The feeling itself doesn’t need addresses or occasions. It exists. Never in these three years of my existence in Delhi have I looked over my shoulder and wondered if another shadow lurks in the background.
But the Sunday morning that brought news of Natasha Singh’s death changed all that. If I could take the liberty to confess this in print, I was shaken. A little uprooted and unsure as well. And I wonder why.
This, after all, is my adopted city — out of choice. Why must I suddenly be forced to regret my choice? I did not know Natasha Singh or any of her friends or family. The only image that comes back to my head today is one of the many pictures of the rather known face in the city’s newspapers that I saw from time to time. Yet, as I heard the story about the fatal plunge, things about this city and the comfort levels that it offered changed within me.
Funny as it may sound, I feel a little scarred and am fighting the feeling. My adopted city makes me rethink my decision and there is little that it offers in terms of reassurance. There is little it did perhaps to change things for Natasha Singh. And there is little it may do in the future for any of us.
But then there is us. The people who make it the city it is now, or the one it will be in times to come. Good or bad. For two days or maybe three, the city halted. Its people lay numb. Paralysed in the head and even the heart, thinking which way to swing. Others talked and debated. Theories floated in the air for takers, if there were any. And takers there were. For all those three days, my office buzzed. Not that it doesn’t otherwise. It is the business of newspaper offices to buzz, but Sunday morning onwards it buzzed with the sound of death.
Ever since, I have been hearing the many debates and discussions of very senior journalists in my office. Amidst the welter of information and opinions, I found myself choosing to believe what I wanted. So did Natasha Singh. Only this city — perhaps this is its biggest strength — refuses any beliefs. So even though a late night plunge from some hotel roof top leaves many of us thinking that it could be us, given the state of affairs, there is little we can do to make lives around us happier.
Why do we in a city like Delhi — largely adopted by ‘migrant labourers like me’ — fail to build a buffer? Deaths happen anywhere. Everywhere for that matter. But isn’t it a little too often, too soon and too much to meet such violent ends, whether it is a Jessica Lal, a Nitish Katara or one of those on the roadside mowed down by a passing car?
For those who have been here long enough and for those who intend being here for some time at least, this should be the clincher. It is fortunate I guess, for us to be able to learn from other people’s ends. We must for the sake of self-preservation change the rules of this cosmo.
We have to change the city.

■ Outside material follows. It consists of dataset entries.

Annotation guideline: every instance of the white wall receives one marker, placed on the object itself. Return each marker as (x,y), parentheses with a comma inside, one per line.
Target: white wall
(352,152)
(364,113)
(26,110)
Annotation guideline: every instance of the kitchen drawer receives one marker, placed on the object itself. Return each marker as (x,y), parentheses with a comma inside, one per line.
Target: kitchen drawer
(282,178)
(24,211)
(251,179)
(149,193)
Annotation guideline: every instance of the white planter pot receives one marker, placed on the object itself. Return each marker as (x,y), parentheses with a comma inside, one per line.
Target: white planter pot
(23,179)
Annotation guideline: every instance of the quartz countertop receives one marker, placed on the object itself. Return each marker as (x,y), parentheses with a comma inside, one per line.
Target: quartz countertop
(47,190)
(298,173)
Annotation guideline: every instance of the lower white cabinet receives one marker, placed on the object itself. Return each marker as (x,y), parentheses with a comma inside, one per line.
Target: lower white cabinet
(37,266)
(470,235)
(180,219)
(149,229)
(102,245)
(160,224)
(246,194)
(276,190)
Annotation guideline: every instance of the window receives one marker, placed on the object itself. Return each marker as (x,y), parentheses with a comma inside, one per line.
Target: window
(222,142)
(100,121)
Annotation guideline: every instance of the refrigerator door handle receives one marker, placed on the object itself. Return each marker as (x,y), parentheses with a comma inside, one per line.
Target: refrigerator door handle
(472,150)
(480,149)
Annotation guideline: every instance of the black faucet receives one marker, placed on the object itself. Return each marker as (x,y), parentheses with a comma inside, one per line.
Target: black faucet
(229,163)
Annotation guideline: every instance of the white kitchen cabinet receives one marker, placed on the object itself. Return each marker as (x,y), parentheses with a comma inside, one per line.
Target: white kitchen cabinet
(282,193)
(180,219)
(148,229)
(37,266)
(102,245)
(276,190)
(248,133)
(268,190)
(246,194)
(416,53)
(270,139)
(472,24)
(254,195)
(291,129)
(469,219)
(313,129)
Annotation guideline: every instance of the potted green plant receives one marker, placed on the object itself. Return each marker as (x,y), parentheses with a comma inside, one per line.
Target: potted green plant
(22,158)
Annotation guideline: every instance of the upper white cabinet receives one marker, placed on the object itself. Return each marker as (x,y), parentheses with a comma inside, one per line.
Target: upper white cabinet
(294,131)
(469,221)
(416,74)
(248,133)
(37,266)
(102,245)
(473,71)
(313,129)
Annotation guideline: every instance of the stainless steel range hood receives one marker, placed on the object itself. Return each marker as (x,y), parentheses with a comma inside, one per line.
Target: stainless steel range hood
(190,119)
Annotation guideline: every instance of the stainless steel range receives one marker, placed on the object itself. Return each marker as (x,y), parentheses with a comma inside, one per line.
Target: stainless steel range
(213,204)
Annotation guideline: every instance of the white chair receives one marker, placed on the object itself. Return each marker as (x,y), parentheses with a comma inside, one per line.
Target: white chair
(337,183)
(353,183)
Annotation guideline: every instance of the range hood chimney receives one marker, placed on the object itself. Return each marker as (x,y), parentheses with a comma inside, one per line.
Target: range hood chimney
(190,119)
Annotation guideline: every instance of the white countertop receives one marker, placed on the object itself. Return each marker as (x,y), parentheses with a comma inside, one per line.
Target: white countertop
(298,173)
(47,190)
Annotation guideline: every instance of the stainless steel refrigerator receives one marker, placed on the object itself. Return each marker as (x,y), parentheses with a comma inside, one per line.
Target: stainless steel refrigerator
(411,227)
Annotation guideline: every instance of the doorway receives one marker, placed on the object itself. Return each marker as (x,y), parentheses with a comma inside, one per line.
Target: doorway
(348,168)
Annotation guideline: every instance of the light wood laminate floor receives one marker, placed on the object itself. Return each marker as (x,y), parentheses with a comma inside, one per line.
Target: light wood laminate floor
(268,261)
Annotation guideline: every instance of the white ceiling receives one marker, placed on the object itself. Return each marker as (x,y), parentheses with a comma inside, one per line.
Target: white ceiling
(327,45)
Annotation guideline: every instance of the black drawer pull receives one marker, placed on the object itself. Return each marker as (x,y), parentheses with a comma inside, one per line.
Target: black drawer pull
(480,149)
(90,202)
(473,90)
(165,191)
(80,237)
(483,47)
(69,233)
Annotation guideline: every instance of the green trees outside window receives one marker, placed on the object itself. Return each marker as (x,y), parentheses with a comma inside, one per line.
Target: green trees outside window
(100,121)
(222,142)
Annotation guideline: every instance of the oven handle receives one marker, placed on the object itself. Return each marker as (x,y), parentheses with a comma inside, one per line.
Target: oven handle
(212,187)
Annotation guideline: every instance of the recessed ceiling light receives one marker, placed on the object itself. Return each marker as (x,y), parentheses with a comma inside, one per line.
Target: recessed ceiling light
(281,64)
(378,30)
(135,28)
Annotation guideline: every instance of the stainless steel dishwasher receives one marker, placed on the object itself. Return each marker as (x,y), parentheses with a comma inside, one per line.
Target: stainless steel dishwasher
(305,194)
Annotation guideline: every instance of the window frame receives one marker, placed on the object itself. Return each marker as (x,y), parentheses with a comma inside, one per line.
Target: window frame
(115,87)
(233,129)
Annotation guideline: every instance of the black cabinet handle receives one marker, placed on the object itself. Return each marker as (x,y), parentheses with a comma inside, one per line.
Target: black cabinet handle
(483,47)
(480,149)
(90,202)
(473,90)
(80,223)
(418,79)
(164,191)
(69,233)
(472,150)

There has to be a sense of belonging, of affection, of familiarity, of realising hopes and dreams that we in general and society as a whole must give its citizens. It is after all for these simple human emotions that one cherishes the mofussil towns one visits every now and then or has left behind. The equations must change.
There is only so much extraction that one can take. We must as people learn to give more. What goes round, comes round, they say. And rightly so. For if there is anything in this city that needs a change, a vigorous shaking-up… it is us. Before another acquaintance, a friend, or one of us, takes another fatal plunge.